Le long-métrage, adapté d’une série de nouvelles de Patrick Dewitt (qui a écrit le scénario,) ne cherche pas à se démarquer par son histoire. Il cherche surtout à sonner vrai et à raconter une tranche de vie authentique. En cela, Terri est une vraie réussite. Dénué de cynisme, le film est d’une sincérité désarmante, tout spécialement lors de passages clés, qui ont de grandes chances de faire couler les larmes dans les chaumières. Azazel n’évite donc pas quelques clichés. Ainsi, Terri est obèse, il ne parle pas beaucoup et craque sur la belle blondinette, star de son lycée.

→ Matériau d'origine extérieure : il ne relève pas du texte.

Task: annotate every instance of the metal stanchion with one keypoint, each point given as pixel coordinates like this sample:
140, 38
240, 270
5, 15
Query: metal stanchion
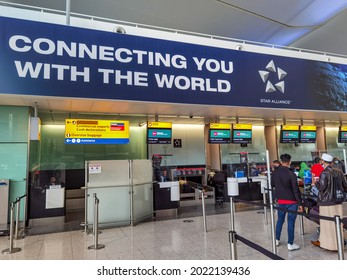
203, 210
233, 190
96, 246
272, 212
339, 238
265, 208
17, 203
11, 249
302, 230
233, 252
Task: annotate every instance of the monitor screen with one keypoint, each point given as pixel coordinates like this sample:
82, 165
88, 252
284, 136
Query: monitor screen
242, 136
342, 136
308, 136
159, 135
289, 136
219, 136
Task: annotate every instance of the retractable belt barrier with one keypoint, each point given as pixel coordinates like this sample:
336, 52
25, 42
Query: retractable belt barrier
96, 246
14, 227
233, 236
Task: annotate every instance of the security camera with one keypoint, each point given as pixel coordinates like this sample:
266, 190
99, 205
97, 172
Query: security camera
119, 29
240, 47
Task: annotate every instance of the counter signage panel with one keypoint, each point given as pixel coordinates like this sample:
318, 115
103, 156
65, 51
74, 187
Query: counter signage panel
159, 132
342, 137
308, 134
289, 134
84, 131
242, 134
219, 133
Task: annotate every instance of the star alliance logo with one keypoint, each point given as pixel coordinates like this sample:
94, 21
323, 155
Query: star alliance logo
270, 86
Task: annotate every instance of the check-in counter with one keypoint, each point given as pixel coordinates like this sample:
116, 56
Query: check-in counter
166, 197
250, 189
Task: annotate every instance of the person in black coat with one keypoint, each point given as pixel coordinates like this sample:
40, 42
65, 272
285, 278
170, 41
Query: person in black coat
288, 196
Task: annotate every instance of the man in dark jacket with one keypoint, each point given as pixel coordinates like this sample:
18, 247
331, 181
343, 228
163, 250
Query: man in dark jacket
327, 206
288, 196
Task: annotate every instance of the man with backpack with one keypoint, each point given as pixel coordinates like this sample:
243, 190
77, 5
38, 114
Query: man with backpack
288, 196
332, 186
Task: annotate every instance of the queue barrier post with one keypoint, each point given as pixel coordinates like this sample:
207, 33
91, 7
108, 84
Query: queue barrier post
339, 238
203, 210
16, 235
11, 249
233, 190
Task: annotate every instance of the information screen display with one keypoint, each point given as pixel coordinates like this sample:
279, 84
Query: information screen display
308, 136
289, 134
242, 134
159, 133
219, 136
342, 137
84, 131
219, 133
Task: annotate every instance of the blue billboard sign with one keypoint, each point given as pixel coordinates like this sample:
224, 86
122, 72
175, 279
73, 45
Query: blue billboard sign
56, 60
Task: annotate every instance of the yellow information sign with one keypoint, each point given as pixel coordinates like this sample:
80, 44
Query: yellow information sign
242, 126
159, 125
308, 127
290, 127
83, 131
220, 125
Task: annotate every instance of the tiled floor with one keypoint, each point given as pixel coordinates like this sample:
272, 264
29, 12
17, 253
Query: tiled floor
176, 239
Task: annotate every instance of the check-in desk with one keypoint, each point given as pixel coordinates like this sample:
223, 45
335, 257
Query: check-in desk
250, 189
166, 198
47, 202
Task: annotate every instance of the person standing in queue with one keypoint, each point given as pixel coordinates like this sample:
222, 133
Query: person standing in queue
287, 193
327, 207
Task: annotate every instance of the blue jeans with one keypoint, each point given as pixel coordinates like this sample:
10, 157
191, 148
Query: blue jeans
290, 221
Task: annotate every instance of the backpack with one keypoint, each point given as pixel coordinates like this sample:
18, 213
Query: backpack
339, 194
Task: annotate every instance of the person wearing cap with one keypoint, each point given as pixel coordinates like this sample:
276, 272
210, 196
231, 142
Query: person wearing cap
317, 167
288, 196
327, 207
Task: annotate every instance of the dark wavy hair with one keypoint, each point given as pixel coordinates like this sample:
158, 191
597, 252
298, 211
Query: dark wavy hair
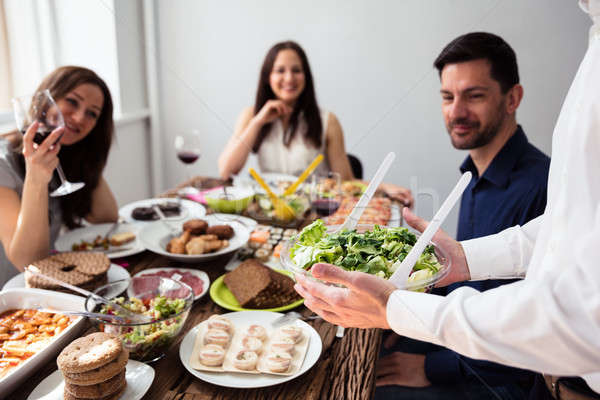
85, 160
487, 46
306, 103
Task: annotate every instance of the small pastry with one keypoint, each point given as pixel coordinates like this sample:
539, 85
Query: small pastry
212, 355
257, 331
262, 254
279, 362
291, 331
245, 360
283, 345
250, 343
216, 336
219, 322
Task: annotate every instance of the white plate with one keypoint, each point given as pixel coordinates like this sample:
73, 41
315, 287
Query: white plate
115, 273
28, 298
155, 238
238, 380
89, 233
200, 274
189, 209
139, 378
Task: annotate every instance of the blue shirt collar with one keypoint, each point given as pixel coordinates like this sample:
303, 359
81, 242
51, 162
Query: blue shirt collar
499, 169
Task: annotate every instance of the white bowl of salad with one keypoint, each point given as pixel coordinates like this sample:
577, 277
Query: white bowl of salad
372, 249
165, 301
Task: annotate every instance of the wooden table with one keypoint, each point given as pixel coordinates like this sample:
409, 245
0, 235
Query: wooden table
345, 370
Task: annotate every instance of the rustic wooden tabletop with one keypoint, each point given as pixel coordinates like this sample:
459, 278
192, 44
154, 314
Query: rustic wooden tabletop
345, 369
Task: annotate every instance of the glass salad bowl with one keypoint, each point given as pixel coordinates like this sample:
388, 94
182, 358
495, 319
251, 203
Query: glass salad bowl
369, 248
165, 301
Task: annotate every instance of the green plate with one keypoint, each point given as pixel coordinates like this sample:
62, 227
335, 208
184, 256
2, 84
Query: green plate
223, 297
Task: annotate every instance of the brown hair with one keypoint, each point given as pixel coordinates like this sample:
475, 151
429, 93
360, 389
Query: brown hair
307, 102
85, 160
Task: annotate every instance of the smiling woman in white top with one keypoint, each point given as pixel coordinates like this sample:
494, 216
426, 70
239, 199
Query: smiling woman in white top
29, 219
286, 128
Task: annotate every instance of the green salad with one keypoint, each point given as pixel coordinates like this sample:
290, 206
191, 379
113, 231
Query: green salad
379, 252
144, 340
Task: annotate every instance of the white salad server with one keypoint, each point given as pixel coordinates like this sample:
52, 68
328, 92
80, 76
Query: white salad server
359, 208
400, 276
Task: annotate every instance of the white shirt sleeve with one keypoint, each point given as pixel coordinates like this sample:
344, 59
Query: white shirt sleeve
503, 255
551, 325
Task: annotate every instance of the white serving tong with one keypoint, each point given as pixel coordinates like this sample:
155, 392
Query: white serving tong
400, 276
359, 208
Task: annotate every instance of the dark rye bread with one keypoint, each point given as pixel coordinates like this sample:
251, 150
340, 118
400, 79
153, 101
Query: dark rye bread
84, 269
254, 285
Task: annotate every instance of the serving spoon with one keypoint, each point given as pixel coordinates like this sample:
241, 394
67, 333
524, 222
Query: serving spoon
401, 274
282, 210
314, 164
130, 315
106, 317
359, 208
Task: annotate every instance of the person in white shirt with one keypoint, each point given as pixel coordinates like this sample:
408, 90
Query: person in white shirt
547, 322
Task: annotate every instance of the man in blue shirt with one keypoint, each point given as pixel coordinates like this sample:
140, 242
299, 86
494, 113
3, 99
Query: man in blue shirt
480, 95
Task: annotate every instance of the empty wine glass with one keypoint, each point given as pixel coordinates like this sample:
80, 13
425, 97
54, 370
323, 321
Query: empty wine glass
187, 147
326, 193
42, 108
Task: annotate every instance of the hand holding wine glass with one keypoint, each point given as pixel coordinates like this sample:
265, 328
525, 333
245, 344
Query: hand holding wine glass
41, 121
41, 159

Ce qui différencie le long-métrage, c’est son traitement, ainsi que le soin qu’il apporte à dépeindre les relations et les ressentis entre les personnages.
Reposant sur une réalisation laconique (trop certainement), s’inscrivant complètement dans les mécanismes du cinéma indépendant u.s., Terri bénéficie en outre d’une photographie réellement flamboyante. Le héros, ce garçon empoté et mal-fagoté, est presque filmé comme un desperado de western, que l’adversité et les insultes ne touchent pas. Même si évidemment, ce n’est pas le cas.

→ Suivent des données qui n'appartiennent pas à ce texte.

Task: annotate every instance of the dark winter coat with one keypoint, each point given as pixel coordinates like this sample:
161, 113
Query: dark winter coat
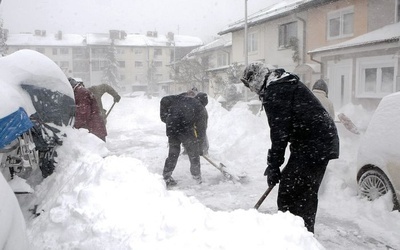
296, 116
99, 90
184, 116
88, 114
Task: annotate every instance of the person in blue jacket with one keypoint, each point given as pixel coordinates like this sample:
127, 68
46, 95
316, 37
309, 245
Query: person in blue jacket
186, 123
295, 117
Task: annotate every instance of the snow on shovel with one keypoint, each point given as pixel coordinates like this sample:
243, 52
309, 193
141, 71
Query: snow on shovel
348, 124
221, 167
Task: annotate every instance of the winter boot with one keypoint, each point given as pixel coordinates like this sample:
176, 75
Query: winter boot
170, 182
197, 178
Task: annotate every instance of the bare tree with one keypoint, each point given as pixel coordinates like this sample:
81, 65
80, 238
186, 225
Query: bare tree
3, 39
192, 72
110, 71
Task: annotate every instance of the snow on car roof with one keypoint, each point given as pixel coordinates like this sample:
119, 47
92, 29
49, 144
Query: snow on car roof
28, 67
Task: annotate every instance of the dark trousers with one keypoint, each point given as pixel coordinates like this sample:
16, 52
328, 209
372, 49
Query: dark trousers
191, 145
298, 188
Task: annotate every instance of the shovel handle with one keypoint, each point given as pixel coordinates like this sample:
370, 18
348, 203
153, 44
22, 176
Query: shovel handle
261, 200
110, 109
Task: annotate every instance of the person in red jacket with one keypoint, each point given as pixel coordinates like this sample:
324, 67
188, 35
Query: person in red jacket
87, 114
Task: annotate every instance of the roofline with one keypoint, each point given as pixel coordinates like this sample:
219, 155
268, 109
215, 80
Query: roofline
301, 7
371, 43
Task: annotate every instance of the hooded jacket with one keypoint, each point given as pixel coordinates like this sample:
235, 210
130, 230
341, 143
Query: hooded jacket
184, 116
296, 116
88, 113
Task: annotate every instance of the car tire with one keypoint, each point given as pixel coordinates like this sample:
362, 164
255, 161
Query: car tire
374, 183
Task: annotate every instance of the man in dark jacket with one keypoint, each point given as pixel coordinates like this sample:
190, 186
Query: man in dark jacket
87, 114
186, 123
204, 100
295, 116
98, 91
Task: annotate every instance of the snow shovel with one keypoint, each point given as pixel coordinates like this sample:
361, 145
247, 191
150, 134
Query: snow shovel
261, 200
348, 124
108, 112
221, 167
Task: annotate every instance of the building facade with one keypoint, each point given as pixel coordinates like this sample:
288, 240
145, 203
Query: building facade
143, 60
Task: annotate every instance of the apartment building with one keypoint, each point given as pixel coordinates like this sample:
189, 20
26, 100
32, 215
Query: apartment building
144, 61
316, 39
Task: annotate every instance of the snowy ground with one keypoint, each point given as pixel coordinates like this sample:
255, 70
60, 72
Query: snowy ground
111, 196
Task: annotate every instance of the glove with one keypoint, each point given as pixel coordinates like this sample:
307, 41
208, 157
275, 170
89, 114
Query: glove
274, 175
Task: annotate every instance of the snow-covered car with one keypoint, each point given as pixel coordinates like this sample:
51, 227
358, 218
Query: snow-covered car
378, 163
35, 98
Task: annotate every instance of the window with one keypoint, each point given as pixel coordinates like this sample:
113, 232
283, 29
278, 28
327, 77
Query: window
252, 45
79, 53
222, 59
398, 11
376, 76
158, 77
64, 51
138, 64
98, 65
99, 52
80, 66
64, 64
157, 52
157, 64
40, 50
341, 23
286, 32
121, 64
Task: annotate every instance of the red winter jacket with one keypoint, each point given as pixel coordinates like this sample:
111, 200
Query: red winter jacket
88, 114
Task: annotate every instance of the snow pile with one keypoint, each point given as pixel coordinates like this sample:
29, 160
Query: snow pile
114, 202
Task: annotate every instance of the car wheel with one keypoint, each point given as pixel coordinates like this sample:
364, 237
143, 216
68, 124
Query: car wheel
373, 183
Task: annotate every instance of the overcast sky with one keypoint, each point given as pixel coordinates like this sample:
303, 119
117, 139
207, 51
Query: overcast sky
202, 18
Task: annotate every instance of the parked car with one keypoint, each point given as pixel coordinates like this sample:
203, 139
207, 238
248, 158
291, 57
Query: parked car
378, 163
35, 98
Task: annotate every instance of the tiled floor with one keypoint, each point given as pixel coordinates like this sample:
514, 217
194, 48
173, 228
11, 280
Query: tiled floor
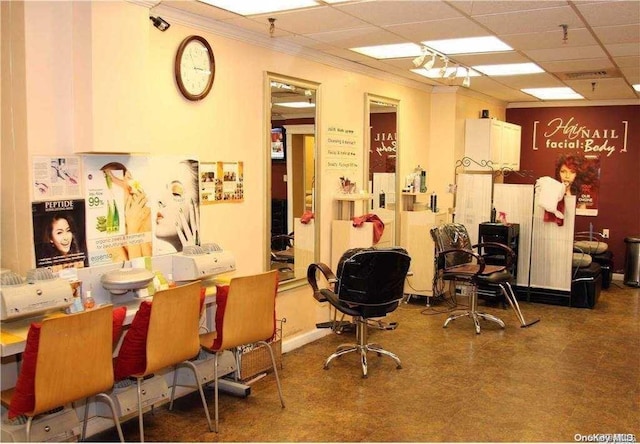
575, 372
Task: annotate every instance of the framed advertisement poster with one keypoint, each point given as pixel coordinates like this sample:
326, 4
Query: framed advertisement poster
59, 234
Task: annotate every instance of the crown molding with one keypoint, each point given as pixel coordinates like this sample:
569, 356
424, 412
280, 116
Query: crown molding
574, 103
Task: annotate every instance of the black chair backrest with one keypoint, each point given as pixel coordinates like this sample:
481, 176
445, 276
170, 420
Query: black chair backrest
450, 236
372, 277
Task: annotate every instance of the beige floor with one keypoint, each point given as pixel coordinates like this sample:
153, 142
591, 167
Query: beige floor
575, 372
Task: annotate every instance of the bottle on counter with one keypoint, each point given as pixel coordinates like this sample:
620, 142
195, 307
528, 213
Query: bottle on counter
433, 203
423, 181
88, 301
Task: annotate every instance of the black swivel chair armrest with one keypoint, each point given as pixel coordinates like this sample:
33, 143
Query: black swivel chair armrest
479, 259
510, 254
312, 279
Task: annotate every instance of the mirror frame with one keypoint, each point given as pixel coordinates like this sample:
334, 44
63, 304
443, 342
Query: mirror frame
268, 78
368, 99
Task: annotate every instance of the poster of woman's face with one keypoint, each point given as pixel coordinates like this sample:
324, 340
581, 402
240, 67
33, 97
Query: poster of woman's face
140, 206
59, 234
580, 175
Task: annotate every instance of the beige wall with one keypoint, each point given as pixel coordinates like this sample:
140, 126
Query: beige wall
98, 77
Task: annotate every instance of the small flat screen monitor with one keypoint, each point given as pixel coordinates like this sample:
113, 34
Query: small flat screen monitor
278, 144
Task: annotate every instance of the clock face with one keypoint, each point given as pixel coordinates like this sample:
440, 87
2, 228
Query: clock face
194, 67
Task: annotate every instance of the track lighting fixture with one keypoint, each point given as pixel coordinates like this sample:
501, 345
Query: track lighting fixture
443, 70
454, 72
430, 62
272, 26
160, 23
418, 61
467, 80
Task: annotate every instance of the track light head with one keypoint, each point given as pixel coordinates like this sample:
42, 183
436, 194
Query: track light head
430, 62
160, 23
443, 70
418, 61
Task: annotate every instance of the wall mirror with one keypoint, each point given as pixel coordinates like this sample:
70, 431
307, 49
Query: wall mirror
292, 176
381, 117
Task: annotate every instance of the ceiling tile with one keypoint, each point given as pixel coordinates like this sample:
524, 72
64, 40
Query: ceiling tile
604, 89
623, 49
533, 21
603, 13
477, 8
399, 12
580, 52
353, 38
438, 30
549, 39
618, 34
313, 20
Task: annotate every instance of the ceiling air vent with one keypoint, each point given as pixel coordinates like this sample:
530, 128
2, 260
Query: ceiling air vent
586, 75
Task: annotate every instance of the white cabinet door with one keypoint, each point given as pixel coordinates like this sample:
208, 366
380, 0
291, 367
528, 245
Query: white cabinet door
510, 157
492, 140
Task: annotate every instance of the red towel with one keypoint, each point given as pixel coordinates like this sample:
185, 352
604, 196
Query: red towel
306, 217
378, 225
550, 217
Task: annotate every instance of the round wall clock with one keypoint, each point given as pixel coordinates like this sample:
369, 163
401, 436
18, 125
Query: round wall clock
195, 67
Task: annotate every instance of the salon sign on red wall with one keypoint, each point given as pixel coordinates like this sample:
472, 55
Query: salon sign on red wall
572, 134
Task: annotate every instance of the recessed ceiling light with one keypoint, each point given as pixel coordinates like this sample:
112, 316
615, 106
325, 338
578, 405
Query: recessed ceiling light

Les acteurs font tous du très bon boulot. Le casting, dominé par la performance habitée et subtile du jeune Jacob Wysocki, est des plus solides, notamment grâce à la présence du toujours excellent John C. Reilly, ici dans la peau d’une sorte de mentor bienveillant. Le duo qu’il forme avec Wysocki donne au film une grande partie de sa saveur, tant les relations entre ces deux âmes un peu déboussolées, ne manquera pas de résonner chez de nombreux spectateurs.
Et puis il y a les autres. Les adolescents. D’illustres inconnus qui peuplent le long-métrage, à l’image de la jeune Olivia Crocicchia, dont le regard n’est pas sans rappeler celui de Scarlett Johansson, ou encore Bridger Zadina, dans le rôle de Chad, un ado sacrement perturbé.

Parfois mal rythmé, un poil long, conventionnel dans sa construction, Terri est néanmoins une œuvre attachante comme on en voit peu. Une partition poétique portée par un dévouement admirable et par une escouade d’acteurs au diapason. Un film emmené par une poignée de scènes à la justesse admirable qui, à elles seules, justifient le visionnage. Une réussite certes imparfaite mais pour le moins indéniable.